Show that the action of the symmetry group of a cube on pairs of opposite faces of the cube defines a surjective homomorphism from the symmetric group $S_4$ to $S_3$.
My attempt/logic:
I know that the rigid symmetries of a cube is isomorphic to $S_4$. I began by identifying the vertices of the cube with points {($\pm 1$,$\pm 1$,$\pm 1$) $\in$ $\mathbb{R}^3$}. Then, it should be clear that rotations of angle $\pi$ about the axises $x,y,z$ fix any pair of opposite faces. The number of elements in the set {$\pi_1$,$\pi_2$,$\pi_3$} of pairs of opposite faces is 3. Thus, the action defines a homomorphism $f:$ $S_4$ $\rightarrow$ $S_3$.

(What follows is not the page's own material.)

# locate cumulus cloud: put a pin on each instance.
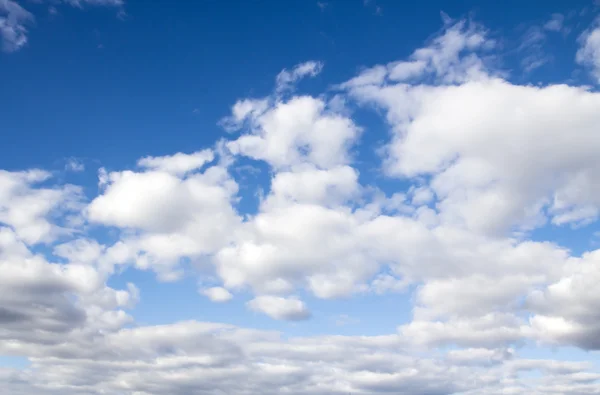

I am not sure if my proof is clear enough. I feel like I jumped a step or two since the proof seems a little too short/simple. How can I improve my proof? Any help or suggestion is appreciated. Thank you.
Best Answer
Your proof starts out well: you have correctly shown that the map is a homomorphism from $S_4$ to $S_3$. (I might add a little more detail justifying why the map respects composition, but what you have seems all right.)
However, you have not yet shown that the map is surjective, i.e., that it maps to every element of $S_3$.
As a hint for how to show this, recall that the symmetric group $S_n$ is generated by the transpositions on $n$ elements - if you can find a way to locate each transposition in $S_3$ as an image of some rotation of the cube, that will suffice.